He has been lucky. Little Ancestor, his 7-month-old pigeon, came first in a recent Chinese Racing Pigeon Association race, beating more than 4,800 competitors and completing a journey of just over 1,000 km from Langfang, near the Chinese capital Beijing, to Shanghai in a record time of 16 hours, 24 minutes and 54 seconds.
The 5,000 yuan ($760) prize money, however, pales in comparison to the 200,000 yuan ($30,600) Yu spends on his 500 pigeons each year.
In China, where pigeon racing has a long history, economic development has allowed the sport to spread beyond the ultra-wealthy. Membership in the Chinese Pigeon Association has jumped from tens of thousands in the 1980s to about 400,000, according to its vice president, Huang Jian.
By comparison Belgium, the traditional heartland of the sport, has about 20,000 pigeon fanciers.
That said, most of the huge sums that go into the sport are from deep-pocketed top-tier enthusiasts, eager to get their hands on coveted blood lines.
In November this year, a Chinese collector made headlines when he paid 1.6 million euros ($1.9 million) for a racing pigeon at an auction in Belgium—the latest in a string of eye-catching bids by Chinese fanciers that have driven up prices.
Some Chinese breeders are also willing to bid heavily on their own birds at auctions to increase their market value.

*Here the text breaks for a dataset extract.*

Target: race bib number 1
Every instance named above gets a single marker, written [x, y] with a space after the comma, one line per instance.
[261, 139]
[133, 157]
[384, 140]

A Hangzhou-based breeder, who gave his name as Ying, travelled to Beijing last month for an auction, buying back six of his own pigeons which had placed well in races.
Ying, who bought them at prices ranging from 15,000 yuan (US$2,292) to 50,000 yuan (US$7,640), didn’t think twice about the cash he spent, Reuters said.
“I’m so in love with pigeons. I love them so much. In my heart, pigeons come first and my wife and children second,” he said.